Undoubtedly his breeding as a country gentleman, guided by the old-fashioned morality of Croton headmaster Endicott Peabody, contributed immeasurably to his inner strength; he was perhaps the only politician in the country who thought of economics as a moral problem. Rooseveltian confidence was striking -- someone said "he must have been psychoanalyzed by God" -- and so was his memory. He remembered Italian streets and buildings he hadn't seen since his youth. Once in wartime a ship sank off Scotland; either it had been torpedoed or it had struck a rock. FDR said it was probably the rock, and then proceeded to reel off the height of the tide at that season on that coast and the extent to which that particular rock would be submerged. One of his favorite performances (and he was always a showman) was to ask a visitor to draw a line in any direction across an outline map of the United States; he would then name, in order, every county the line crossed. He was an apostle of progress; as soon as he saw the Sahara he wanted to irrigate it. Now in a world bereft of progressive action he was already a world figure. In Brussels, Demain was investigating his horoscope.
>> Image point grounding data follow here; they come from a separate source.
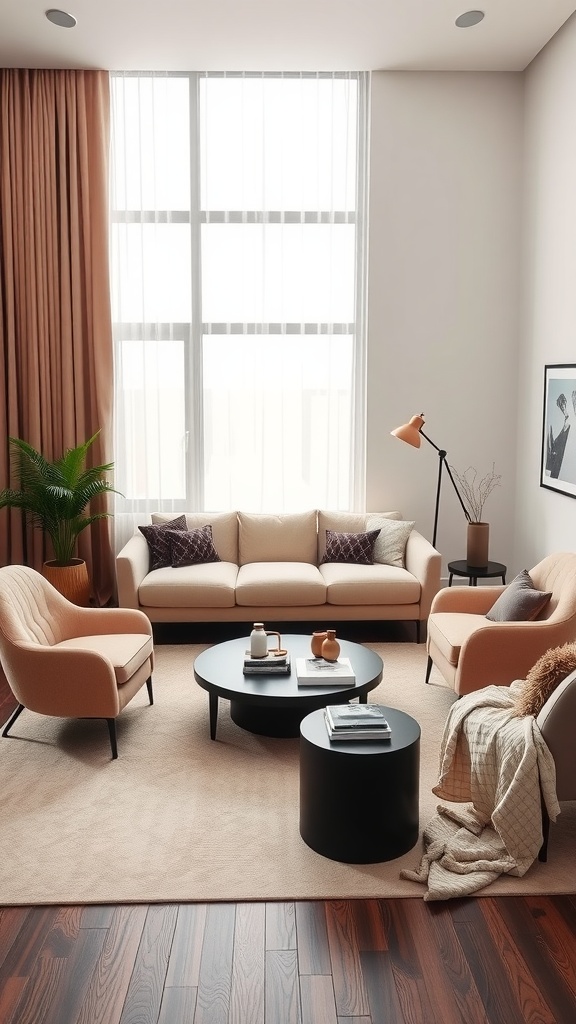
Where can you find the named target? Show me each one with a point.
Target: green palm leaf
(53, 496)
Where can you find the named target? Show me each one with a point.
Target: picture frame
(558, 470)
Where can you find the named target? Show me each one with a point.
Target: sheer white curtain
(239, 292)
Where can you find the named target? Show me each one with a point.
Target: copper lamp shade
(412, 433)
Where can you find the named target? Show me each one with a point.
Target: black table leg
(213, 705)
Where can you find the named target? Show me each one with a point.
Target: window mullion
(194, 384)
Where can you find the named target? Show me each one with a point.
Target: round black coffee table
(273, 705)
(359, 799)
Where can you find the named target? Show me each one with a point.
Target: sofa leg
(12, 719)
(149, 687)
(543, 854)
(112, 731)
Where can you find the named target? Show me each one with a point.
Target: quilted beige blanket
(494, 765)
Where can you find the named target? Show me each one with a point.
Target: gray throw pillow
(159, 543)
(521, 602)
(389, 548)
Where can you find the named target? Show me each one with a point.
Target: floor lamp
(411, 433)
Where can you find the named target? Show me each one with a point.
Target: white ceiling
(279, 35)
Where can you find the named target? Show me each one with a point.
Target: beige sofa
(272, 570)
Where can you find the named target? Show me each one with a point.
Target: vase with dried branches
(475, 491)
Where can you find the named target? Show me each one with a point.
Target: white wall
(444, 250)
(546, 520)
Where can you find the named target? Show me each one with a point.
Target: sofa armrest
(131, 566)
(474, 600)
(423, 561)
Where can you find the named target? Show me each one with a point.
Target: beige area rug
(178, 817)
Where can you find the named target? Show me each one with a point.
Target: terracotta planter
(318, 639)
(477, 544)
(71, 581)
(330, 646)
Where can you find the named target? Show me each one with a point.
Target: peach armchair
(69, 662)
(470, 651)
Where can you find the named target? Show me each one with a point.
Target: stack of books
(270, 665)
(357, 722)
(318, 672)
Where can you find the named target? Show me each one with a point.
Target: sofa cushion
(389, 548)
(289, 584)
(520, 601)
(192, 547)
(224, 529)
(290, 537)
(207, 586)
(355, 548)
(158, 541)
(358, 585)
(344, 522)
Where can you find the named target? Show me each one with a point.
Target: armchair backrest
(558, 573)
(31, 609)
(557, 722)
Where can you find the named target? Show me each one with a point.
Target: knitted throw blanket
(496, 765)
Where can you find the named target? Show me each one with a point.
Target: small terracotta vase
(316, 644)
(330, 647)
(477, 544)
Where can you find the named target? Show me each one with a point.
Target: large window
(238, 251)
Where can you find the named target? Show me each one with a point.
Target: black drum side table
(475, 572)
(359, 799)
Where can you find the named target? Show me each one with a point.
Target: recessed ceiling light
(60, 17)
(470, 17)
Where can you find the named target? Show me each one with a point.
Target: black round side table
(475, 572)
(359, 799)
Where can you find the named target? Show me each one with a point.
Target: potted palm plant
(53, 497)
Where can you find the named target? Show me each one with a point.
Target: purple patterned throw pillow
(356, 548)
(159, 543)
(193, 547)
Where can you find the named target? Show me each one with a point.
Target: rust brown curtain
(56, 366)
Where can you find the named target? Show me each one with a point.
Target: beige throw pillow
(389, 548)
(543, 678)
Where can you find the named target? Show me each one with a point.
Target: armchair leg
(543, 854)
(112, 731)
(12, 719)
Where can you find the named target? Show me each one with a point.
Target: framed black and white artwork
(559, 429)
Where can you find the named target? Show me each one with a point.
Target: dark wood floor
(483, 961)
Among other things, the astrologers found excessive idealism, zeal for too rapid reformation, and "great good judgment." After 1941 he would be in danger of accidents.

He was telling the country that "to accomplish anything worthwhile...there must be a compromise between the ideal and the practical." That wasn't at all what the ideologues wanted to hear. Roosevelt, Harold Laski sneered, was "a pill to cure an earthquake." Lippmann called him too soft, too eager to please and be all things to all men. The country yearned for a Messiah, Ernest K. Lindley reported, and Mr. Roosevelt did not "look or sound like a Messiah." John Dewey felt the argument that Governor Roosevelt was the lesser of two evils was "suicidal." Organized labor, such as it was, refused to endorse any candidate.
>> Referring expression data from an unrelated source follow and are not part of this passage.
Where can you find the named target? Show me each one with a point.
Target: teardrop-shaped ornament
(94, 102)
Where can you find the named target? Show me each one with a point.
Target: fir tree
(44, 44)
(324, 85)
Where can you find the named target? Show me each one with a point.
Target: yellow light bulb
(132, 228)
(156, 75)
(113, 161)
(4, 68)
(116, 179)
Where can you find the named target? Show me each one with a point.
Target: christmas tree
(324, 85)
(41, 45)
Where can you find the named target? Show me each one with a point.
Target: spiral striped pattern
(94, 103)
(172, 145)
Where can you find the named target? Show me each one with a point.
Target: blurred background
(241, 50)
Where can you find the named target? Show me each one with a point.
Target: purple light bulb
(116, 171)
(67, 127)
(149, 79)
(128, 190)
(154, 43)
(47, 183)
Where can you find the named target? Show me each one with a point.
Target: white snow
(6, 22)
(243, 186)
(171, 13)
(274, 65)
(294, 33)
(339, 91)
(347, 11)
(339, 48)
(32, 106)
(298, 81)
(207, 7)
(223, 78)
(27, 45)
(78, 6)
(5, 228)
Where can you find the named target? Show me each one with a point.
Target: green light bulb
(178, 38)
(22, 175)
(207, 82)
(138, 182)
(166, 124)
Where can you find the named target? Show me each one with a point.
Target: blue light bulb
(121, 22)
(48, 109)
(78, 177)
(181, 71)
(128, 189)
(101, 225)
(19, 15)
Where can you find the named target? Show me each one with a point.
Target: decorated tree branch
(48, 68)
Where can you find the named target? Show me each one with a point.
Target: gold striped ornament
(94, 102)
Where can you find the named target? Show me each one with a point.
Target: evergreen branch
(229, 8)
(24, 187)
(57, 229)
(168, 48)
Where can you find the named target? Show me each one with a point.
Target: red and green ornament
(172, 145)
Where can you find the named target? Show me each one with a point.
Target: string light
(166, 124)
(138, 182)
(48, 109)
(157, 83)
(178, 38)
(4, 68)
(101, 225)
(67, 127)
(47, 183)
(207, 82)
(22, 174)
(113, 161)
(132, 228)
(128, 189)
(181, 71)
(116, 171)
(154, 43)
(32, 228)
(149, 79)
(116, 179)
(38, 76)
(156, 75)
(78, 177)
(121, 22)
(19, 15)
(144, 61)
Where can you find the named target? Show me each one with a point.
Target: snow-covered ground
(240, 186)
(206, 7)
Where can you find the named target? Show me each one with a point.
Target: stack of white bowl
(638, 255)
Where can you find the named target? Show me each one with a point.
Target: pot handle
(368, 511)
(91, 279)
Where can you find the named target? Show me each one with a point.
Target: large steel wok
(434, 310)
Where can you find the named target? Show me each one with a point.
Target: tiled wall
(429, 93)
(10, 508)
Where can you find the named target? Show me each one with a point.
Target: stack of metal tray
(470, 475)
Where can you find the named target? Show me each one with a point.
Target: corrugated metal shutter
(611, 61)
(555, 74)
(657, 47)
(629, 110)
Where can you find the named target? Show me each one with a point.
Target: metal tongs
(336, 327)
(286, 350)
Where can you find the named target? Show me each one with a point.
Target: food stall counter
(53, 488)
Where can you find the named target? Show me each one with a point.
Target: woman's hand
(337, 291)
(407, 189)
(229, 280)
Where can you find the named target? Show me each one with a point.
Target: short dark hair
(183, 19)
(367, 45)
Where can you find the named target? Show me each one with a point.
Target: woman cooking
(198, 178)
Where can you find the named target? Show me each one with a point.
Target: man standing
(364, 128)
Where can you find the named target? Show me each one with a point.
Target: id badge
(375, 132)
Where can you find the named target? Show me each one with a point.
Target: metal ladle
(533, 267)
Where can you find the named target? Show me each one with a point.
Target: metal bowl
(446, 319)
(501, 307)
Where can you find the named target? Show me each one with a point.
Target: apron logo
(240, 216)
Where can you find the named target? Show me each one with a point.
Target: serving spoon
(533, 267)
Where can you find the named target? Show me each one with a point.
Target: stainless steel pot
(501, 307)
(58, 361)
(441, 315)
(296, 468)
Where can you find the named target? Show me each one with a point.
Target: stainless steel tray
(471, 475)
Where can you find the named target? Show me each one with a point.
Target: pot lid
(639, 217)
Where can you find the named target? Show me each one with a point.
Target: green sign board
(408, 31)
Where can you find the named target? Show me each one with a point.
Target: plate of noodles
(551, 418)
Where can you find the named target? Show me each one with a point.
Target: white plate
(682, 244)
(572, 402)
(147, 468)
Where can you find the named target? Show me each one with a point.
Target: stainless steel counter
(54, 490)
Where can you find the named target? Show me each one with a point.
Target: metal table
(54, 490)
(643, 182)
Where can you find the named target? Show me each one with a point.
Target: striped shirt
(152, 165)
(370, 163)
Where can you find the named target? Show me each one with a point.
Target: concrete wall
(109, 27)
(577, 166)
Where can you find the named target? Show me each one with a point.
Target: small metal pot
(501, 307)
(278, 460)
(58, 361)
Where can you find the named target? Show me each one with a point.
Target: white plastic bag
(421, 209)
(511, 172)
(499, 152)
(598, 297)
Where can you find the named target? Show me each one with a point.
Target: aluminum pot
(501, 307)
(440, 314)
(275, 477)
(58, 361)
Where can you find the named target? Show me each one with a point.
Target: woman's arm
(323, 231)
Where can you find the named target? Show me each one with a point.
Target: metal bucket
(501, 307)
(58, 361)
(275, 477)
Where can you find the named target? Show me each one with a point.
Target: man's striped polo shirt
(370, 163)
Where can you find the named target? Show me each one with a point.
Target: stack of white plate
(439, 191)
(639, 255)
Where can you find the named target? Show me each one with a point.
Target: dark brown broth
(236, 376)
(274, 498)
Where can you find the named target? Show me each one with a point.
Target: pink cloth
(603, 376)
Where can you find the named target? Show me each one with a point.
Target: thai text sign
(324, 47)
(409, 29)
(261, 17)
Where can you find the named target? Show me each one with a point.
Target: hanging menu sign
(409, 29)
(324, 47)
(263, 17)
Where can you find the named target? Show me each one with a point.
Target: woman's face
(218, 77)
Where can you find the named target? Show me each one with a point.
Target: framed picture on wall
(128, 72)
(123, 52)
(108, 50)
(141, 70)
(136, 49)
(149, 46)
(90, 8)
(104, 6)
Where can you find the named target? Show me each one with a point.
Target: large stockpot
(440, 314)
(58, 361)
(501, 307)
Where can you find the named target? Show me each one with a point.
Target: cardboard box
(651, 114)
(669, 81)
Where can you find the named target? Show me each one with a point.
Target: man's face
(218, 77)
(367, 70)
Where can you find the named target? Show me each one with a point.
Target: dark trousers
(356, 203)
Disenchantment with the two major parties ran high. Will Rogers concluded, "The way most people feel, they would like to vote against all of them if it was possible." In Kansas, Republican gubernatorial candidate Alfred M. Landon was threatened by a third-party adventurer named Dr. John "Goat Glands" Brinkley; in California, District Attorney Earl Warren of Alameda County, running for re-election, was threatened by a half-dozen crank candidates. In FDR's own party he had the dubious honor of receiving support from Huey Long, the pasha of Louisiana, who packed a gun and who, in Roosevelt's private opinion, was one of the two most dangerous men in the country. (The other was General MacArthur.)
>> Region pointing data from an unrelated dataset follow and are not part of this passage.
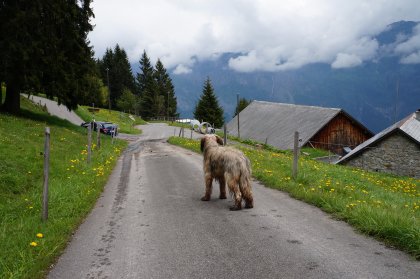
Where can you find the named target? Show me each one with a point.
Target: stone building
(275, 124)
(395, 150)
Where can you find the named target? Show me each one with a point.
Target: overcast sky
(269, 35)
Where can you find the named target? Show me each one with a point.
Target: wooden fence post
(224, 134)
(295, 155)
(46, 174)
(90, 142)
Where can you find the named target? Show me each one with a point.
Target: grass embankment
(29, 246)
(124, 122)
(380, 205)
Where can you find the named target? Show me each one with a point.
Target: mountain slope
(377, 93)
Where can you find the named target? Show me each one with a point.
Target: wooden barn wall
(340, 132)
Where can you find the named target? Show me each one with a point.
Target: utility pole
(237, 105)
(109, 89)
(396, 101)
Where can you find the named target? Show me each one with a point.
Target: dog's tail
(245, 184)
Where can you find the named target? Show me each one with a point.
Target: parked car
(107, 128)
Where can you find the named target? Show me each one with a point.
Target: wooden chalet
(275, 123)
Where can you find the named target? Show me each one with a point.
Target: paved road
(150, 223)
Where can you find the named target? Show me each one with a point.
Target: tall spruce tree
(207, 108)
(44, 47)
(243, 103)
(146, 84)
(115, 68)
(166, 90)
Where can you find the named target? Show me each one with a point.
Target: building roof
(409, 126)
(276, 123)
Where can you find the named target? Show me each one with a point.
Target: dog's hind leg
(237, 196)
(245, 187)
(222, 183)
(208, 180)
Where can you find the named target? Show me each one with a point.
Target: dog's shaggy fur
(226, 165)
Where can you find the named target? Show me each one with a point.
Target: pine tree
(146, 85)
(207, 108)
(243, 103)
(165, 89)
(116, 69)
(44, 47)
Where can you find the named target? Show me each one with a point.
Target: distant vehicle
(107, 128)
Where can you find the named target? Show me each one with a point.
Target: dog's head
(209, 140)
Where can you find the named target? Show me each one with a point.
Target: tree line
(44, 48)
(150, 93)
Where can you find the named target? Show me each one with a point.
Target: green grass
(125, 124)
(383, 206)
(74, 187)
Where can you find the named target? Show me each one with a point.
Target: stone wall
(396, 154)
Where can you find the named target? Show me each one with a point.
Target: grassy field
(29, 246)
(383, 206)
(125, 123)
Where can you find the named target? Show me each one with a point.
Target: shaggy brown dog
(226, 165)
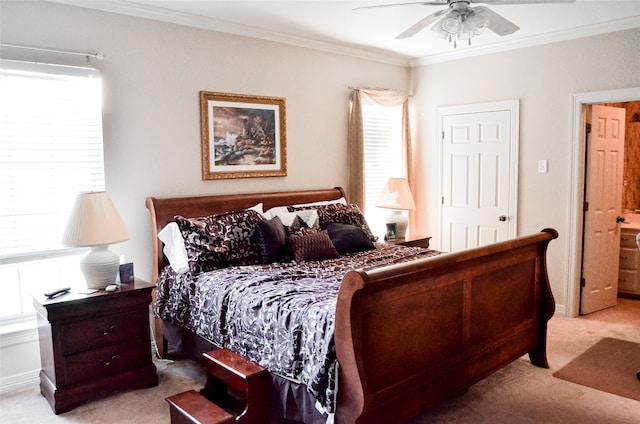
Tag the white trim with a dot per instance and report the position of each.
(576, 179)
(16, 334)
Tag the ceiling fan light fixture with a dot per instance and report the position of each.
(452, 22)
(461, 24)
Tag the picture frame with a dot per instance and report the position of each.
(242, 136)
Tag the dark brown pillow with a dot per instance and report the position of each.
(311, 245)
(341, 213)
(271, 239)
(348, 238)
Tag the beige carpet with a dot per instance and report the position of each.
(518, 394)
(610, 365)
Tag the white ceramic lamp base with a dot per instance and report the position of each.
(398, 218)
(100, 267)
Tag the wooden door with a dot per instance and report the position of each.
(479, 175)
(603, 203)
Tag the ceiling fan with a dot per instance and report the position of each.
(460, 21)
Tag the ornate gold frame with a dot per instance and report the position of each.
(261, 145)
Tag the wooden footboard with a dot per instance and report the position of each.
(410, 336)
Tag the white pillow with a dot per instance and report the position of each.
(281, 209)
(309, 216)
(174, 248)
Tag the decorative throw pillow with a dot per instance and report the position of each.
(271, 239)
(220, 240)
(311, 245)
(308, 216)
(341, 213)
(348, 238)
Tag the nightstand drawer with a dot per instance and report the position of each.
(107, 361)
(101, 331)
(629, 258)
(627, 280)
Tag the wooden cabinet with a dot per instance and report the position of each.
(629, 267)
(94, 344)
(412, 241)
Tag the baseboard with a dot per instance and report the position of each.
(15, 382)
(561, 310)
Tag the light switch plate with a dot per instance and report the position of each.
(542, 166)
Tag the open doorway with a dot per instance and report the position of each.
(580, 103)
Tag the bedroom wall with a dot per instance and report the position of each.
(152, 74)
(543, 78)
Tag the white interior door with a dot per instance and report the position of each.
(478, 174)
(603, 197)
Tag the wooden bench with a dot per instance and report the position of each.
(236, 391)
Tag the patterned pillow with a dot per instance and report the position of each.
(341, 213)
(311, 245)
(271, 239)
(348, 238)
(220, 240)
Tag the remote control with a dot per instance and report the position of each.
(57, 292)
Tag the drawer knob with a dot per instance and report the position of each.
(107, 331)
(109, 362)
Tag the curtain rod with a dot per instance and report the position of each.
(97, 55)
(350, 87)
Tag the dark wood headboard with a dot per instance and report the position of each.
(163, 210)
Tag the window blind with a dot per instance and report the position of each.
(50, 149)
(384, 157)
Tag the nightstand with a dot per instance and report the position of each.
(94, 344)
(411, 241)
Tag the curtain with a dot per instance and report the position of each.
(355, 161)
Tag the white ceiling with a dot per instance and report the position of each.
(335, 26)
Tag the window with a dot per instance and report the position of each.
(384, 157)
(50, 149)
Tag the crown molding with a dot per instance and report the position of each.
(212, 24)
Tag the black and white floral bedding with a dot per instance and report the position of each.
(280, 315)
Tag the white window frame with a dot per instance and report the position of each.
(51, 148)
(385, 157)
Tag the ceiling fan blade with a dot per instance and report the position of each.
(505, 2)
(497, 23)
(415, 3)
(422, 24)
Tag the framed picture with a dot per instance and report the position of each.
(242, 136)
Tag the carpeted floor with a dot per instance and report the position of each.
(518, 394)
(609, 365)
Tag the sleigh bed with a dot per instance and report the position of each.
(396, 339)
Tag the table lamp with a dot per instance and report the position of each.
(396, 195)
(94, 222)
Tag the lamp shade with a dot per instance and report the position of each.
(396, 195)
(94, 221)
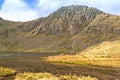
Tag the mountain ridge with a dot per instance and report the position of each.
(70, 29)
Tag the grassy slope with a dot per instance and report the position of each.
(104, 54)
(4, 72)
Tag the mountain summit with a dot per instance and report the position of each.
(70, 29)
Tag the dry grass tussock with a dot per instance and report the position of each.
(105, 54)
(48, 76)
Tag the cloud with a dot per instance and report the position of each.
(16, 10)
(1, 3)
(24, 10)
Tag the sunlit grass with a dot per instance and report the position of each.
(6, 72)
(48, 76)
(87, 61)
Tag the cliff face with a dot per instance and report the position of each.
(69, 29)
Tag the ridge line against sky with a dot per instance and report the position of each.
(25, 10)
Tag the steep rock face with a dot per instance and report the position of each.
(69, 29)
(68, 19)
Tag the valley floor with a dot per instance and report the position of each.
(35, 63)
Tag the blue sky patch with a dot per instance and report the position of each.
(31, 3)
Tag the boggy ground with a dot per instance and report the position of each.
(33, 62)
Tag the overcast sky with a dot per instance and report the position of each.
(25, 10)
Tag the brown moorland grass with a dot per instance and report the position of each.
(48, 76)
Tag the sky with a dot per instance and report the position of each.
(26, 10)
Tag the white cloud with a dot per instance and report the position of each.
(17, 10)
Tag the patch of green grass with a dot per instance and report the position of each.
(6, 72)
(48, 76)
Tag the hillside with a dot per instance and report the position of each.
(70, 29)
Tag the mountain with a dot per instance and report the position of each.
(70, 29)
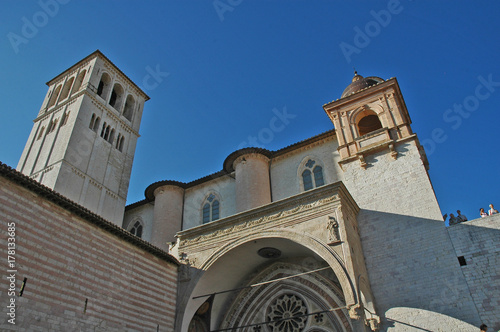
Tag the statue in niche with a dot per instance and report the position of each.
(333, 229)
Lippmann saw "no issue of fundamental principle" between Roosevelt and Hoover, and defections on the left were particularly heavy, "If I vote at all," said Lewis Mumford, "it will be for the Communists. It is Communism which desires to save civilization." Professor Paul H. Douglas of the University of Chicago, later to become a brilliant ornament of the Democratic party, declared then that its destruction would be "one of the best things that could happen in our political life" John Chamberlain wrote in September that progressivism "must mean either Norman Thomas or William Z. Foster, ineffectual though one or both may be." Thomas supporters included Stephen Vincent Benet, Reinhold Niebuhr, Stuart Chase, Elmer Davis, Morris Ernst, and the editors of both the New Republic and the Nation. Villard continued his litany of the left; of Roosevelt he wrote: "He has spoken of the 'forgotten man,' but nowhere is there a real, passionate, ringing exposition of just what it is that the forgotten man has been deprived of or what should be done for him...we can see in him no leader, and no evidence anywhere that he can rise to the needs of this extraordinary hour ."

This was overstated, but when TRB wrote in The New Republic of "the pussyfooting policy of Roosevelt's campaign," and Time said the governor "emerged from the campaign fog as a vigorous well-intentioned gentleman of good birth and breeding" who "lacked crusading convictions," they were reading the record correctly. The candidate delivered only one really radical speech, to the Commonwealth Club of San Francisco on September 23. It was not repeated. His own convictions at this time were largely conservative; he believed in the gold standard, a balanced budget, and unregulated business competition.